# Applying an SVM Model to the Data

### Goals:
1. Use the insights generated from `exploring_data.ipynb`.
    * In particular, we need to standardize the data and reduce the data to 8 features.
    * Note that this functionality was added to `data_loader.py`.
2. Determine how effective the model is with different kernels.

### Load the Data, Apply PCA, Perform a Train/Test Split

In [5]:
import numpy as np
from models.data_loader import DataLoader
from sklearn.svm import SVC

rs = np.random.RandomState(42069)

dl = DataLoader("../data/winequality-red.csv")

dl.apply_pca_to_dataset()

X_train, X_test, y_train, y_test = dl.train_test_split()

### Building and Applying the SVM
* The goal here is to determine how effective the model is with different kernels
    * Kernels to explore: linear (will be bad), polynomial, sigmoid, and Gaussian (probably okay).
* No hypertuning of parameters are done, purely to explore what seems to be playing well with the data.

Note: the dataset is very imbalanced (as shown in `exploring_data.ipynb`; we have to take this into account when
working with an SVM. In particular, we use `class_weight='balanced'` to account for this.

In [12]:
import itertools  # Allows us to take a set product with another.

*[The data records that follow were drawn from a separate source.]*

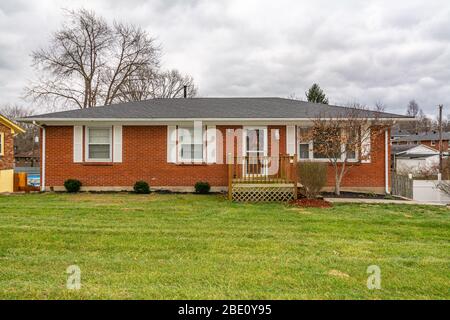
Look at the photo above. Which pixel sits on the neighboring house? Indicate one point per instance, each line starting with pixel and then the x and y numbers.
pixel 415 159
pixel 430 139
pixel 173 143
pixel 8 130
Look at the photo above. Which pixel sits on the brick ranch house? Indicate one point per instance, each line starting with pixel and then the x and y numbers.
pixel 8 130
pixel 174 143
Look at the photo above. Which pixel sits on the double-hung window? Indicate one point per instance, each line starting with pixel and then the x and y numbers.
pixel 99 144
pixel 305 143
pixel 353 142
pixel 190 144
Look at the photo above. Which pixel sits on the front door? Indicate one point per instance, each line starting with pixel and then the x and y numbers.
pixel 255 147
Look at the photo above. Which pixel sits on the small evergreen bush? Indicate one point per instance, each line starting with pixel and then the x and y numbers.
pixel 141 187
pixel 72 185
pixel 202 187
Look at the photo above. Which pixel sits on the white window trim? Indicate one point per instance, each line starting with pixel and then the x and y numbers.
pixel 179 144
pixel 86 142
pixel 311 154
pixel 2 143
pixel 244 146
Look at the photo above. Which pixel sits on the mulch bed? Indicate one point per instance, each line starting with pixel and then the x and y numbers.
pixel 356 195
pixel 312 203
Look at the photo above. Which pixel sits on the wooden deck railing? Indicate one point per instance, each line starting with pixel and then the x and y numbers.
pixel 281 169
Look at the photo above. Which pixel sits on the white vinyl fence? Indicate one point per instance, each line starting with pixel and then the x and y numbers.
pixel 419 190
pixel 427 191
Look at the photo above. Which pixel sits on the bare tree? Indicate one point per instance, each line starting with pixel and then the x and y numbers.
pixel 148 84
pixel 343 139
pixel 88 61
pixel 24 141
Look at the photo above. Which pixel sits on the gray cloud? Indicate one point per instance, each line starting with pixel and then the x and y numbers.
pixel 363 51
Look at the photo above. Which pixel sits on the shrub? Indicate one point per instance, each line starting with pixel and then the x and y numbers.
pixel 313 177
pixel 202 187
pixel 72 185
pixel 141 187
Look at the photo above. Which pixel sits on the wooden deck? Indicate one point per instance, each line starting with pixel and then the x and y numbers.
pixel 262 179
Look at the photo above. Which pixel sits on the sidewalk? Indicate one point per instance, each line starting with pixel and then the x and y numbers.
pixel 381 201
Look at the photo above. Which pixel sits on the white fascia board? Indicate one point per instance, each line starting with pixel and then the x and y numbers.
pixel 291 121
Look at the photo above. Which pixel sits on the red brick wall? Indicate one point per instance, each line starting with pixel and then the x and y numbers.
pixel 7 160
pixel 436 145
pixel 367 174
pixel 145 158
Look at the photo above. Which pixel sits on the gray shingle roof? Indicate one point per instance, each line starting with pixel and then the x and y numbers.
pixel 209 108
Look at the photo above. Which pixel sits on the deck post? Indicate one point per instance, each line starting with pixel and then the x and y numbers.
pixel 295 173
pixel 230 177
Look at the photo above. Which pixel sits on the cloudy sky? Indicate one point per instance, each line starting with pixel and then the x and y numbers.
pixel 358 51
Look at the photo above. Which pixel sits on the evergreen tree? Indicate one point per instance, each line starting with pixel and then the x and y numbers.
pixel 316 94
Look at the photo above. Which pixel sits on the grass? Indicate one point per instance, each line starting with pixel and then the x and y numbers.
pixel 204 247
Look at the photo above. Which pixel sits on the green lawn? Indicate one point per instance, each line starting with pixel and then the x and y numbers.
pixel 204 247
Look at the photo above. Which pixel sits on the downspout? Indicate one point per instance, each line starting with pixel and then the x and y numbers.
pixel 42 156
pixel 386 160
pixel 43 161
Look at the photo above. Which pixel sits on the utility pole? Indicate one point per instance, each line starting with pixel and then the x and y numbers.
pixel 440 138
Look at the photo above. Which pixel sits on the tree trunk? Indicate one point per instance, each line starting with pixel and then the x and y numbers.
pixel 337 188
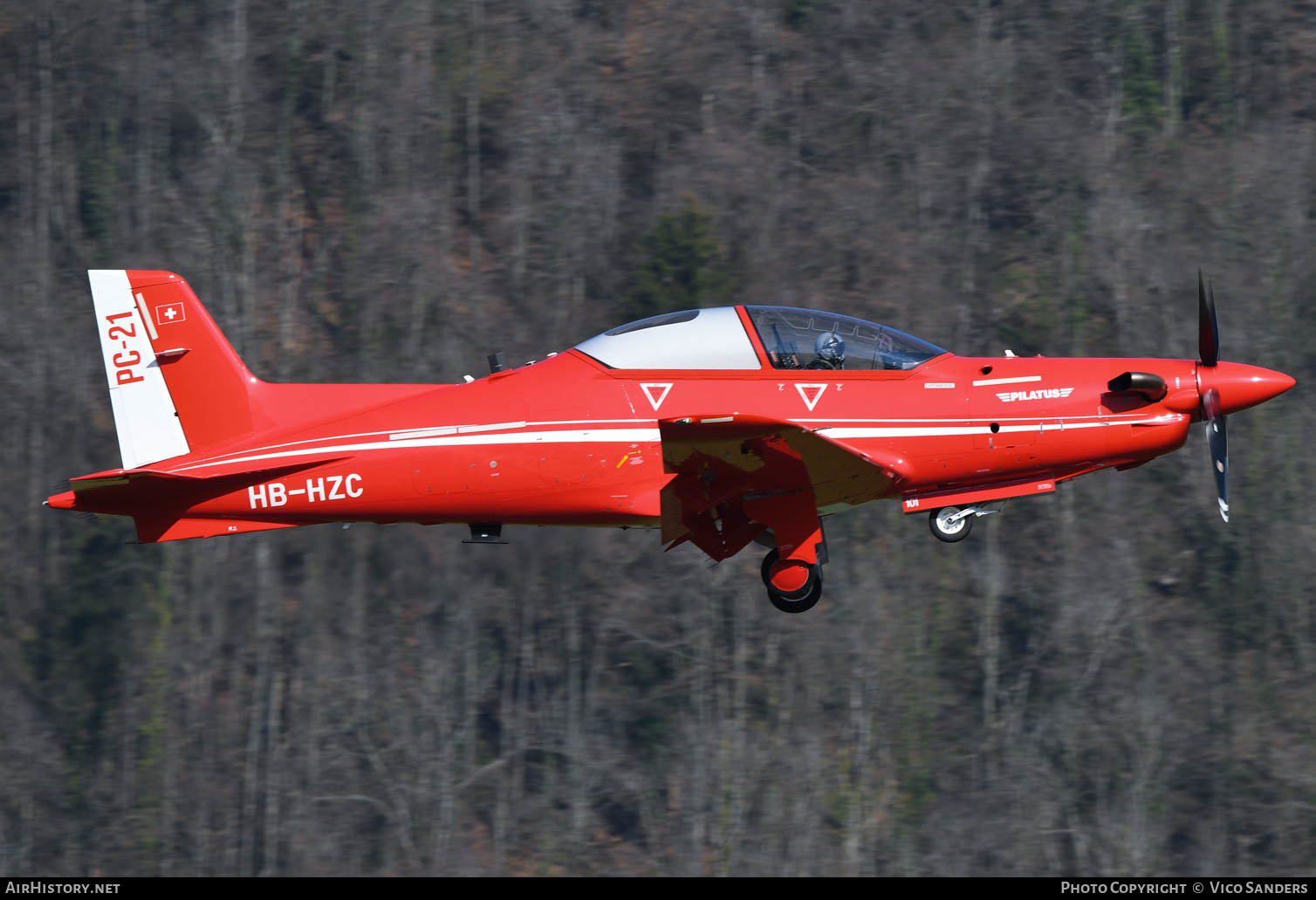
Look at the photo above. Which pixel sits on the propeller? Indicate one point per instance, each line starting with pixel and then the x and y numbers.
pixel 1209 332
pixel 1217 436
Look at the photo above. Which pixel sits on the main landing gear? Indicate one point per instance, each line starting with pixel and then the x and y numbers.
pixel 792 584
pixel 953 524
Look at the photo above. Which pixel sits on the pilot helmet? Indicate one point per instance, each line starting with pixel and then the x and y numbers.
pixel 831 347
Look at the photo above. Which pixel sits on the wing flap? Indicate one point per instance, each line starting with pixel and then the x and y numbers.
pixel 724 464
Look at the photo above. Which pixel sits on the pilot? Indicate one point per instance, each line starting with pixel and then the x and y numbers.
pixel 831 352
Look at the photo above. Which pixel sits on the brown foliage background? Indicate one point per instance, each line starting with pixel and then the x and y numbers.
pixel 1104 682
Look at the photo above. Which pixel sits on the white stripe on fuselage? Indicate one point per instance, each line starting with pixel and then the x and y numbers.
pixel 438 430
pixel 641 436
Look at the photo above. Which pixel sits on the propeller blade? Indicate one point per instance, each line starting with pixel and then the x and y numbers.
pixel 1217 440
pixel 1209 332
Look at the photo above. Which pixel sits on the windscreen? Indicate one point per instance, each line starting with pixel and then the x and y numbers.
pixel 805 339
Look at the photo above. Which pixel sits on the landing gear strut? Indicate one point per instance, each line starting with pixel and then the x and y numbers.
pixel 792 586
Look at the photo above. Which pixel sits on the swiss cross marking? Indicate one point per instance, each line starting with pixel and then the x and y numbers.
pixel 170 312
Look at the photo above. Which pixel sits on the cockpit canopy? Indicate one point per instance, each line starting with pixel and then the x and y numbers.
pixel 794 339
pixel 805 339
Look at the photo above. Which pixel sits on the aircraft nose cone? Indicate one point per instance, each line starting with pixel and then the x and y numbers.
pixel 1243 386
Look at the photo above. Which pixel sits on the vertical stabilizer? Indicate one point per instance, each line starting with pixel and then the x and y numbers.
pixel 145 419
pixel 175 381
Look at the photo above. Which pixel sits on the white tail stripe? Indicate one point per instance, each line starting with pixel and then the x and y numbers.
pixel 145 420
pixel 147 316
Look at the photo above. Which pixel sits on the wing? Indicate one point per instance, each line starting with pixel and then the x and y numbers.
pixel 735 475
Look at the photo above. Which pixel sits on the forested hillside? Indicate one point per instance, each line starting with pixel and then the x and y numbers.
pixel 1106 681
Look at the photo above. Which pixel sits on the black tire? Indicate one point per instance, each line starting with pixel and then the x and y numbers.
pixel 958 533
pixel 792 601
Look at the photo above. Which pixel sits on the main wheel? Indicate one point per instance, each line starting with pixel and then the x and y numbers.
pixel 949 531
pixel 792 586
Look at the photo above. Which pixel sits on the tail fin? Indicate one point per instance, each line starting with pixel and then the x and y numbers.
pixel 175 383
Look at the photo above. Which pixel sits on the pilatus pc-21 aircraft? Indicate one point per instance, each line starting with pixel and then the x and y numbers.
pixel 722 427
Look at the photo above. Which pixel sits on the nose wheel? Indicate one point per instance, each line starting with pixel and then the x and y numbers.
pixel 792 586
pixel 952 524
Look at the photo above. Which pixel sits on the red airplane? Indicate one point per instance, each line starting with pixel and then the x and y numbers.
pixel 722 427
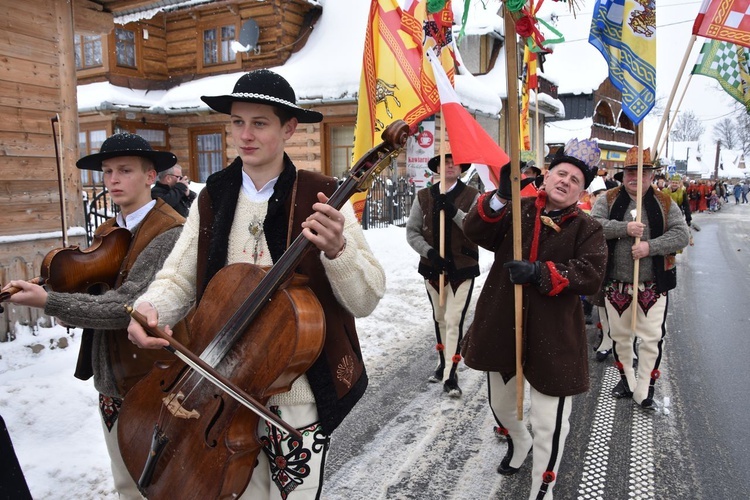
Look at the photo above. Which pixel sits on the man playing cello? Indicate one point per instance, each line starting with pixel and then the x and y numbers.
pixel 252 209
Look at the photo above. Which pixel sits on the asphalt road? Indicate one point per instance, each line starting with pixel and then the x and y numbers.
pixel 407 440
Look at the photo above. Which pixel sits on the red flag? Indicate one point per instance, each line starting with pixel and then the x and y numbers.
pixel 727 20
pixel 470 143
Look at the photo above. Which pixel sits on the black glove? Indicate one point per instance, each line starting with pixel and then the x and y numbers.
pixel 523 271
pixel 438 262
pixel 442 203
pixel 504 189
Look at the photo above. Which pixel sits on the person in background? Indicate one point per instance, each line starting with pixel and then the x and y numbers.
pixel 604 346
pixel 678 193
pixel 460 263
pixel 129 166
pixel 564 257
pixel 737 192
pixel 662 232
pixel 714 203
pixel 250 212
pixel 173 188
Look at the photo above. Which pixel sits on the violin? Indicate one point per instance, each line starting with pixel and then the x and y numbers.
pixel 204 443
pixel 92 270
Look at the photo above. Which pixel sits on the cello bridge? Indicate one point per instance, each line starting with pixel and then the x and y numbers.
pixel 173 402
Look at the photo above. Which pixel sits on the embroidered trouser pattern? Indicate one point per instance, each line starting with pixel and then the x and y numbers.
pixel 651 317
pixel 549 417
pixel 288 468
pixel 449 323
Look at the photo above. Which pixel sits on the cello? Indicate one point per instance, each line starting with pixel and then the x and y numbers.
pixel 204 443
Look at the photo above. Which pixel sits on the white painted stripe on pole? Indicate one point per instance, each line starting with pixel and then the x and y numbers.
pixel 593 478
pixel 641 474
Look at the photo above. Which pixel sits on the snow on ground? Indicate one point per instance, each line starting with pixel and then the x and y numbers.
pixel 53 418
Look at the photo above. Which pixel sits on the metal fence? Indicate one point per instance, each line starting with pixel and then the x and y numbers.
pixel 388 202
pixel 97 208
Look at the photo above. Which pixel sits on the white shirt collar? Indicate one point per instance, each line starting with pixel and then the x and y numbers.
pixel 132 220
pixel 257 195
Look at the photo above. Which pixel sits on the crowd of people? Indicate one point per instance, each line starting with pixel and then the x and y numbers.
pixel 580 240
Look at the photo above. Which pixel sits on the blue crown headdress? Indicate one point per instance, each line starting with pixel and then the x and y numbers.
pixel 584 154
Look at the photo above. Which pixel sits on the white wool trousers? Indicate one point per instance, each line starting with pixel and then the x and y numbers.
pixel 449 323
pixel 650 328
pixel 549 417
pixel 606 343
pixel 125 485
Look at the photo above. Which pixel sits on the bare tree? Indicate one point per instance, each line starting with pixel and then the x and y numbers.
pixel 725 133
pixel 743 129
pixel 687 127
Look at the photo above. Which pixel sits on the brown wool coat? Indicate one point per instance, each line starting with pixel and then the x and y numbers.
pixel 555 350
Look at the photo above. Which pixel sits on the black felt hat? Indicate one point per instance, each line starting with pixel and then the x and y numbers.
pixel 265 87
pixel 126 144
pixel 434 163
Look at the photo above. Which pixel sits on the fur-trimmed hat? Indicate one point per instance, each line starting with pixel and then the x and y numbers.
pixel 530 169
pixel 597 185
pixel 263 86
pixel 127 144
pixel 584 154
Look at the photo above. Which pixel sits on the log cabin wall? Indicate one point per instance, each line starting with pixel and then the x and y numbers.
pixel 37 83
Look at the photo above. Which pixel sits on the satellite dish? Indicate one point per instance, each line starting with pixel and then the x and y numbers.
pixel 249 34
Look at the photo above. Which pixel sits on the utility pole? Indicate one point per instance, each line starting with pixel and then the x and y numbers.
pixel 716 163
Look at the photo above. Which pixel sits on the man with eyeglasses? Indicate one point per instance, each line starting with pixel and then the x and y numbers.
pixel 172 187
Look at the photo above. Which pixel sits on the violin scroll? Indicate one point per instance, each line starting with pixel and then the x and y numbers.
pixel 375 160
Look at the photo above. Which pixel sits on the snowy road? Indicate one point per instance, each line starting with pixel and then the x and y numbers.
pixel 406 440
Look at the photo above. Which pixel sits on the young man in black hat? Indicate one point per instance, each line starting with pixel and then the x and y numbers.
pixel 662 232
pixel 250 212
pixel 563 257
pixel 129 166
pixel 460 263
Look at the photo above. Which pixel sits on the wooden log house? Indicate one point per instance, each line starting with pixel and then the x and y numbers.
pixel 50 53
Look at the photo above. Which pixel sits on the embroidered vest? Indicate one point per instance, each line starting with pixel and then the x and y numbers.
pixel 337 378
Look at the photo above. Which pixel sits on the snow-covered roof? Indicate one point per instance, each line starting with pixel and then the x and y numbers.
pixel 574 65
pixel 327 68
pixel 560 132
pixel 703 163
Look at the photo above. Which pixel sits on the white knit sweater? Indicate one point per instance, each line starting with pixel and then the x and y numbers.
pixel 357 279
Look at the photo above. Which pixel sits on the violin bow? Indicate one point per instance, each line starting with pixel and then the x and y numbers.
pixel 205 370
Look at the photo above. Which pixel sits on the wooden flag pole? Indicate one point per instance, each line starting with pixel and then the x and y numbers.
pixel 639 193
pixel 538 134
pixel 671 124
pixel 671 96
pixel 511 118
pixel 441 287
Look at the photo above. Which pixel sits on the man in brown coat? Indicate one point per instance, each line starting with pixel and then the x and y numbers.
pixel 564 257
pixel 460 263
pixel 129 167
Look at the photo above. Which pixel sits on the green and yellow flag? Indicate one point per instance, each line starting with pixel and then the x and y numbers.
pixel 727 63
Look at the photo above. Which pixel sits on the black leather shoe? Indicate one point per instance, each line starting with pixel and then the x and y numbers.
pixel 451 387
pixel 648 404
pixel 603 355
pixel 505 469
pixel 621 391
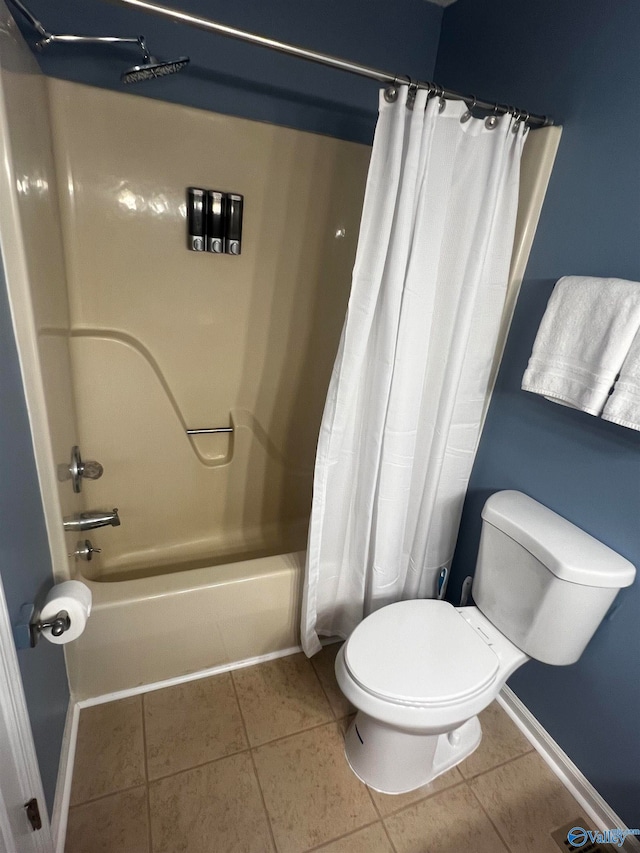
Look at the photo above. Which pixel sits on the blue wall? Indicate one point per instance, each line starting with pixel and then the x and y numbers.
pixel 249 81
pixel 25 565
pixel 577 61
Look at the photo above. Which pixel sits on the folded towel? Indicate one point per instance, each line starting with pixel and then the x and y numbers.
pixel 582 341
pixel 623 406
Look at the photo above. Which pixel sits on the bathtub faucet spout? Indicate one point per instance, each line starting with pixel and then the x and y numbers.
pixel 91 519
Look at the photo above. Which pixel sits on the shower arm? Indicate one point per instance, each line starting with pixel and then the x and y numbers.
pixel 391 80
pixel 48 38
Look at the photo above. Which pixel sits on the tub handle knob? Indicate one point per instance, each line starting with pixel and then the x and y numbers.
pixel 85 550
pixel 79 469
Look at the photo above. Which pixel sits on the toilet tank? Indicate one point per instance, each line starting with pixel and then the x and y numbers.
pixel 542 581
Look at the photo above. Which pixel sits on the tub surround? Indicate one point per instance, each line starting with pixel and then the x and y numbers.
pixel 204 340
pixel 247 81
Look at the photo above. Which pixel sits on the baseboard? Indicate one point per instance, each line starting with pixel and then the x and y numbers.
pixel 184 679
pixel 65 775
pixel 595 807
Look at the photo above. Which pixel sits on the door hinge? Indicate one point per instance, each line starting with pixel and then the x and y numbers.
pixel 33 814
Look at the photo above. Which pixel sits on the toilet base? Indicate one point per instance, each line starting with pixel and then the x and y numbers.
pixel 393 761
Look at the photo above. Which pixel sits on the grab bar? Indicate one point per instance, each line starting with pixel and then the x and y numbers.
pixel 209 430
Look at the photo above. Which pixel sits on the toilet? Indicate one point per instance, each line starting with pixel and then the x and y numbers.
pixel 419 672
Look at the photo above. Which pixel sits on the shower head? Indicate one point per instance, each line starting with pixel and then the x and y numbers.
pixel 150 67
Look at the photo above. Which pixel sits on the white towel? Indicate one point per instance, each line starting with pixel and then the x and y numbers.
pixel 623 406
pixel 582 341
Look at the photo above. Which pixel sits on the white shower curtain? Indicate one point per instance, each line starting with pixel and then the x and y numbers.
pixel 405 403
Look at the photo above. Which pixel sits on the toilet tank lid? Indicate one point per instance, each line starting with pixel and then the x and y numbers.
pixel 566 550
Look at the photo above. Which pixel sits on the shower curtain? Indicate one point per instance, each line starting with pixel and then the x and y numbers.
pixel 406 399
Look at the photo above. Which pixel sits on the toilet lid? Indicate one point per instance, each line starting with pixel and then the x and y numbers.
pixel 420 653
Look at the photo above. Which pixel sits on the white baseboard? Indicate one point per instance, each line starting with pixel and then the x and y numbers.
pixel 183 679
pixel 571 777
pixel 65 775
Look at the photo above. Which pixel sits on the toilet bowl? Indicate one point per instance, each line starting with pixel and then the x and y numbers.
pixel 419 672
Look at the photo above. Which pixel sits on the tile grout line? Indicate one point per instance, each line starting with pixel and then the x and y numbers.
pixel 106 796
pixel 489 818
pixel 340 837
pixel 146 776
pixel 326 695
pixel 388 834
pixel 253 764
pixel 293 734
pixel 498 766
pixel 422 799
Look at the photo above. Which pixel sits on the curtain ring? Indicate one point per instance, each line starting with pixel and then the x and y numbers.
pixel 468 113
pixel 411 94
pixel 491 121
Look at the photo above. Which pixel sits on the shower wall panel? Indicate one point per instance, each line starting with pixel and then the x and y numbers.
pixel 165 340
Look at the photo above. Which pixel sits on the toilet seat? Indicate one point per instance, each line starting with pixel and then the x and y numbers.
pixel 420 654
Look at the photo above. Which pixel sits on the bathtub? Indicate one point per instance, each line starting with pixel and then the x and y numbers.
pixel 151 629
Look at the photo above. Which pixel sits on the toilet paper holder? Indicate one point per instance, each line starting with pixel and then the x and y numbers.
pixel 26 632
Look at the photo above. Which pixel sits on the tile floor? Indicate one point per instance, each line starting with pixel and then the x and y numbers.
pixel 252 761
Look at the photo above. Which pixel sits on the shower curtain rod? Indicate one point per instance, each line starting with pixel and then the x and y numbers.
pixel 327 59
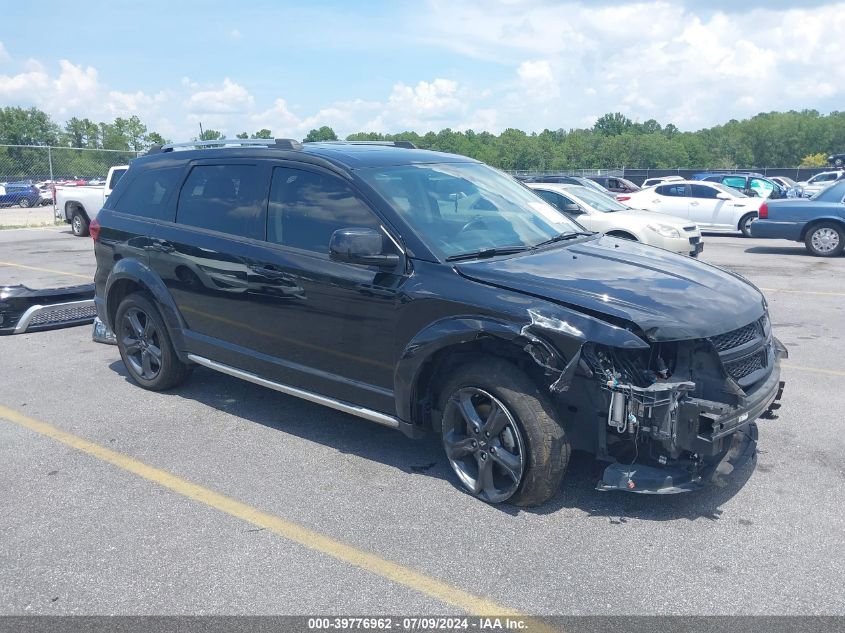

kernels = ['linear', 'poly', 'rbf', 'sigmoid']
class_balance = [None, 'balanced']

print("Kernel\tClass Balance\tAccuracy Score")
for kernel, balance in list(itertools.product(kernels, class_balance)):
    # Create a model with the appropriate kernel.
    svc = SVC(kernel=kernel, class_weight=balance, random_state=rs)

    # Fit the model to the training data.
    svc.fit(X_train, y_train)

    # Determine how well the model performed and report it.
    print(f"{kernel}\t{balance if balance is not None else 'unit weight'}\t{svc.score(X_test, y_test)}")

Kernel	Class Balance	Accuracy Score
linear	unit weight	0.5604166666666667
linear	balanced	0.3854166666666667
poly	unit weight	0.5520833333333334
poly	balanced	0.5625
rbf	unit weight	0.59375
rbf	balanced	0.47291666666666665
sigmoid	unit weight	0.5104166666666666
sigmoid	balanced	0.26666666666666666